He has created a new Opera together with Marc Pantus, ‘De allochtoon’. Together with the same text writer he created a song cycle for tenor and IVC-Prizewinner Peter Gijsbertsen “Zeven levensliederen en een aanslag”.

In his music, Bart Visman seeks to give musical expression to all that is higher, grander, and all that draws people out of the mundane. For this he uses all the musical resources (both tonal and atonal) at his disposal. In his choice of texts he returns again and again to such significant themes as life, love and death, producing music that is full of longing, at once joyful and melancholic.

Marc Pantus | Bass-baritone, stage director, writer
© Tonny de Rover

Marc Pantus initially studied theatre design at the Rietveld Academy of Visual Arts in Amsterdam where he graduated in Audio-visual Design in 1989. Immediately afterwards he began his singing studies at the Utrecht Conservatoire and at the Royal Conservatoire in The Hague. There he also followed the opera class and obtained the diploma Performing Musician in 1997.

He was selected for the Steans Institute for Young Artists at the Ravinia Festival in Chicago (U.S.A.), where he was taught by Thomas Allen, Christa Ludwig, Barbara Bonney, Elisabeth Söderström and Roger Vignoles, among others. In 2001 he founded i piccoli holandesi serious comedy & opera. Originally purely focused on comic opera repertoire from the eighteenth century. Since then Marc Pantus has sung, designed and directed productions by Johann Adolf Hasse and Francesco Bartolomeo Conti that have received acclaim in the press. The productions could be seen at the Holland Early Music Festival in Utrecht, the Aqua Musica Festival in Amsterdam, the van Wassenaar Festival and the Voi-z Festival in Zwolle. After these productions Marc Pantus made Don Quijote, cut & paste opera in 2005 and Sancho Pança in 2006, the latter consisting for a large part of a never before performed opéra comique by Philidor. At the beginning of 2009 Pantus made Doodleuk, a solo performance with cantatas by Bach and Telemann and a story by Thomas Bernhard.
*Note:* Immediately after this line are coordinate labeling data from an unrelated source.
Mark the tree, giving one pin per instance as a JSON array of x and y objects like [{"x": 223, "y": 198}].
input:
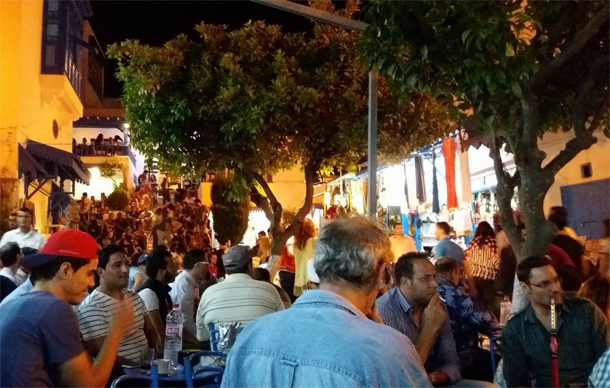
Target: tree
[
  {"x": 518, "y": 69},
  {"x": 230, "y": 216},
  {"x": 256, "y": 100}
]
In the summer of 2009 he was director and designer of Svadebka!, the village wedding that included the world premiere of Stravinsky’s Les Noces and Histoire du Soldat. The performance premiered at the Grachtenfestival in the Hermitage Amsterdam and was praised in the national press for its clarity and inventiveness. To crown the series of performances, the production was performed as a Queen’s Day concert at Noordeinde Palace and broadcast on Dutch television. In 2011 he wrote and directed the performance Don Quichot and Sinterklaas for De Magische Muziekfabriek and the Radio Kamer Filharmonie, including new work by Bart Visman and the opera El retablo de Maese Pedro by Manuel de Falla, in which he also performed the role of Don Quichot. For vocal ensemble Frommerman Pantus wrote and directed the performance FrommerFranz, an ode to Schubert. The press was unanimously positive about this production.
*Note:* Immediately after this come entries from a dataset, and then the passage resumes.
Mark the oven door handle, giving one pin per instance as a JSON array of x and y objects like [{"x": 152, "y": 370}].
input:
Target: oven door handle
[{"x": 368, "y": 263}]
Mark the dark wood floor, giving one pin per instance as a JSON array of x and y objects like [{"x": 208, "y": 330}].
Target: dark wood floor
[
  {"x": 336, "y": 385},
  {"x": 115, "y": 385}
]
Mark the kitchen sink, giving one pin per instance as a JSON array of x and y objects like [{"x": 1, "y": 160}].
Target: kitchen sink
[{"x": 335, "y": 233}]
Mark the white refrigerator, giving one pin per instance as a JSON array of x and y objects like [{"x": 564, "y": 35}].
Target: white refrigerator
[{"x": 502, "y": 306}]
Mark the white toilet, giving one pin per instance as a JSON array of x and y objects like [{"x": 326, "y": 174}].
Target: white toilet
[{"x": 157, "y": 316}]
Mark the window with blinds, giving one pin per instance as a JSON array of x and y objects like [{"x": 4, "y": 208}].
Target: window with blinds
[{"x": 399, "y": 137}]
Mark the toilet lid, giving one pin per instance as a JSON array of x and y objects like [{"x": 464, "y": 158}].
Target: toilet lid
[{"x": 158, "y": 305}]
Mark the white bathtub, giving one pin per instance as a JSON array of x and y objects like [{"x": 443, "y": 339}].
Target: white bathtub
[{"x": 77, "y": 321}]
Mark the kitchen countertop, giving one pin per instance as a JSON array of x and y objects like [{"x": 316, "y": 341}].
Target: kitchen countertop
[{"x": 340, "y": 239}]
For Wishful Singing ‘female a cappella’ he made the performance Victory! – from Bingen to Boogie with works by Hildegard von Bingen and newly written compositions inspired by Mondrian’s painting Victory Boogie Woogie. For and with the Cococollectief he directed Schubert’s Winterreise in the adaptation by Maurice Lammerts van Bueren. Soon the Nederlandse Bachvereniging will play his direction of Bach’s Kaffeekantate. This will also be recorded on film for “All of Bach”. As a writer Marc Pantus has worked on scripts and scenarios for vocal ensembles such as Frommermann, the Coco Collective and Wishful Singing.

Marc wrote the libretto for the opera ‘De Allochtoon’ by Bart Visman. Visman also composed the work for the large choir and symphony orchestra Rumori and the song cycle Seven Songs of Life and an Assault commissioned by Peter Gijsbertsen on the occasion of the presentation of the Dutch Music Prize.